Wilson Santos: uma trajetória de musicalidade afro-brasileira na cultura alagoana

O percursionista é o quarto artista abordado pela série de videodocumentários que a Diretoria de Teatros do Estado de Alagoas realiza nesse período de quarentena

15 de Junho de 2020, 10:25

Da Redação

O percussionista Wilson Santos traz a ancestralidade e originalidade da cultura afro-brasileira para o quarto videodocumentário realizado pela Diretoria de Teatros do Estado de Alagoas (a Diteal). Disponibilizada no canal da instituição no YouTube, a produção pode ser acessada, também, nas redes sociais da Diteal no Instagram e Facebook.

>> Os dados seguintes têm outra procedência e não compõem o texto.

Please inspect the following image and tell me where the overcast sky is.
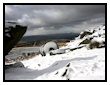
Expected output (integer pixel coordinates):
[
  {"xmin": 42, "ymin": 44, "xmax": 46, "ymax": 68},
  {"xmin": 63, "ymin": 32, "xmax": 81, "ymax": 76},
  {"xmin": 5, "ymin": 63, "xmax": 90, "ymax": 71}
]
[{"xmin": 5, "ymin": 5, "xmax": 105, "ymax": 36}]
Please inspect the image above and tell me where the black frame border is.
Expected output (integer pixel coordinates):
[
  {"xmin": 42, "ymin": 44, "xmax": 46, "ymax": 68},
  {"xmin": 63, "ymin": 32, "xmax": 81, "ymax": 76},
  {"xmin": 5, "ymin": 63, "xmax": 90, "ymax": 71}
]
[{"xmin": 3, "ymin": 3, "xmax": 107, "ymax": 82}]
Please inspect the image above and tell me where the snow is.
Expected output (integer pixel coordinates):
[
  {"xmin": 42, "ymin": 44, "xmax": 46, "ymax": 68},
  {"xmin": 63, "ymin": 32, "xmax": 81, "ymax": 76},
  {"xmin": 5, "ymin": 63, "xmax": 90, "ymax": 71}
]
[{"xmin": 5, "ymin": 24, "xmax": 105, "ymax": 80}]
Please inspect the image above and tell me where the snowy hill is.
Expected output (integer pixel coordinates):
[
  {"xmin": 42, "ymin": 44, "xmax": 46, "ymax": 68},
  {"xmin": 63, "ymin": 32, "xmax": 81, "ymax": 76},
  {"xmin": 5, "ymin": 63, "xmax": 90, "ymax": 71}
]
[{"xmin": 5, "ymin": 25, "xmax": 105, "ymax": 80}]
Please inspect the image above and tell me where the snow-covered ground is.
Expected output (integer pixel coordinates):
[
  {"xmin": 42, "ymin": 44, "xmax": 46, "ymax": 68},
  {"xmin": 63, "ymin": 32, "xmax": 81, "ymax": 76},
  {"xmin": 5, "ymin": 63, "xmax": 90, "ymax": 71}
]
[{"xmin": 5, "ymin": 26, "xmax": 105, "ymax": 80}]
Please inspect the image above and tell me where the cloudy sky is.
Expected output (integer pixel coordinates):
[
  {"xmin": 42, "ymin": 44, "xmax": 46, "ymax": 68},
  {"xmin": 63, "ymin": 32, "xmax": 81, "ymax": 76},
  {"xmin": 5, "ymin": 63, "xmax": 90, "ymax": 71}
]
[{"xmin": 5, "ymin": 5, "xmax": 105, "ymax": 36}]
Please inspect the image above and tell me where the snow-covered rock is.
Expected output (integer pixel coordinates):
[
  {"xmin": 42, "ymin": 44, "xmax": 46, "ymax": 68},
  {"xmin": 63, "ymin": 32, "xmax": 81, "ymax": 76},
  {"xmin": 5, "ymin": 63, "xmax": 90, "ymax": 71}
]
[{"xmin": 5, "ymin": 26, "xmax": 106, "ymax": 80}]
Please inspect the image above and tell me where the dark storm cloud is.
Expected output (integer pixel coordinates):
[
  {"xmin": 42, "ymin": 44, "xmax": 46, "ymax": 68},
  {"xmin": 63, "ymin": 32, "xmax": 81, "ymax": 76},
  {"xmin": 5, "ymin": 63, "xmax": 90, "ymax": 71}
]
[{"xmin": 5, "ymin": 5, "xmax": 105, "ymax": 35}]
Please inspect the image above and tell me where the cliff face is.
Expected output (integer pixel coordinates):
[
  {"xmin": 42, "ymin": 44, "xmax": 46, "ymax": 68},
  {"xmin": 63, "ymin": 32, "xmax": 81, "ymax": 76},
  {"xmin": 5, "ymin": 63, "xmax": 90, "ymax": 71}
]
[{"xmin": 4, "ymin": 22, "xmax": 27, "ymax": 55}]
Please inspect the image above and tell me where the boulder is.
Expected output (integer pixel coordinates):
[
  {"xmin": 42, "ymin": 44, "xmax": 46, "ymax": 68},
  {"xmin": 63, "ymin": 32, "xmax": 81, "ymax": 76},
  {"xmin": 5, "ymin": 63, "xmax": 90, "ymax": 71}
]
[{"xmin": 4, "ymin": 22, "xmax": 27, "ymax": 55}]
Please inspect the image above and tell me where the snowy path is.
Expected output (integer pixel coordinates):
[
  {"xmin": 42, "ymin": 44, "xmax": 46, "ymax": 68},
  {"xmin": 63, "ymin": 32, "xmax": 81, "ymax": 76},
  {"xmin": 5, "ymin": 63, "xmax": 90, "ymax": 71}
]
[{"xmin": 5, "ymin": 48, "xmax": 105, "ymax": 80}]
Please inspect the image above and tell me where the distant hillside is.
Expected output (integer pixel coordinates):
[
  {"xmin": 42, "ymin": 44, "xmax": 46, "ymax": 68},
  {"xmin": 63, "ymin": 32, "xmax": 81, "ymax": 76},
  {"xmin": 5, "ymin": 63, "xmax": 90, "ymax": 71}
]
[{"xmin": 19, "ymin": 33, "xmax": 79, "ymax": 43}]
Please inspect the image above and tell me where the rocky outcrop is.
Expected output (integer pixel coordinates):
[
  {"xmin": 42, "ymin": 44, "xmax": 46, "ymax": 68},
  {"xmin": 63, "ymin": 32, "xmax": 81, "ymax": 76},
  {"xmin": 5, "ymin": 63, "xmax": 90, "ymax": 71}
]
[{"xmin": 4, "ymin": 22, "xmax": 27, "ymax": 55}]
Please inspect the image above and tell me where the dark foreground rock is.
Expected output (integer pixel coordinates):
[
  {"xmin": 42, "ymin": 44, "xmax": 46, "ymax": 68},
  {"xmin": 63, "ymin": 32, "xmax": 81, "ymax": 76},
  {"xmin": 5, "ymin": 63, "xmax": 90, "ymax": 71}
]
[{"xmin": 4, "ymin": 22, "xmax": 27, "ymax": 55}]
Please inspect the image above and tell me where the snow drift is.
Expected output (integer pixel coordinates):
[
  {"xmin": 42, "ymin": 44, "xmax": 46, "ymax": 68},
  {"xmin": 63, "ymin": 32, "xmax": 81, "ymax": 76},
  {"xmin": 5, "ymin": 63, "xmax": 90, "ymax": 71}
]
[{"xmin": 5, "ymin": 25, "xmax": 105, "ymax": 80}]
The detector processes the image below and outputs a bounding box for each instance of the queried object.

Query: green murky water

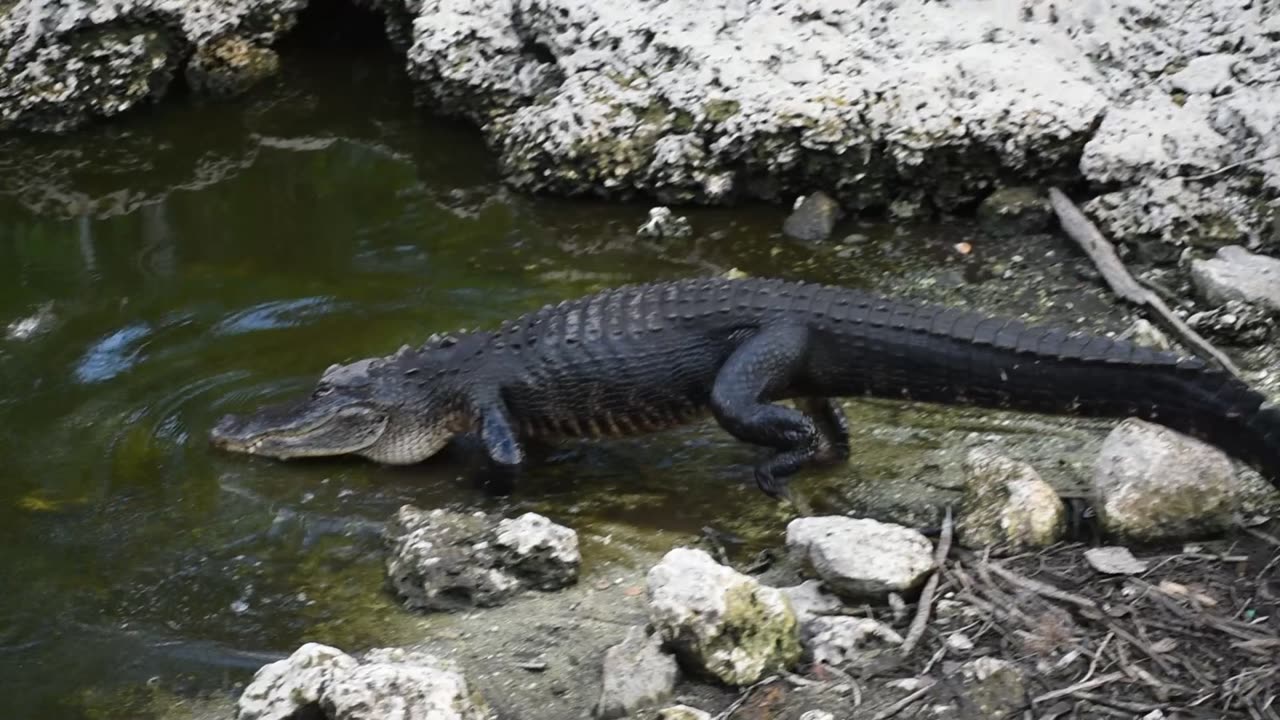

Fundador da essencial Orquestra de Tambores de Alagoas, o veterano Wilson Santos conta que o conjunto, nascido em Maceió em 2004, é “majoritariamente formado por músicos da religião de matriz africana e das comunidades da zona sul de Maceió”. “A orquestra teve oportunidade de viajar o Brasil quase todo e realizar muitos sonhos. Me orgulha muito saber que a partir de percussão podemos formar vidas."

Orquestra de Tambores, fundada em 2004, em apresentação no Teatro de Arena em 2019

Apresentando os instrumentos utilizados na gravação, Wilson discorre sobre a origem e características de cada uma dessas ferramentas, a saber o tambor, o berimbau, o pandeiro e o xequerê, entre outros. “Muitos desses instrumentos são confeccionados pelos próprios músicos”, explica o informativo da Diteal enviado à Redação, destacando “o único instrumento de percussão alagoano, que, segundo Wilson está em fase de extinção: o bizunga”.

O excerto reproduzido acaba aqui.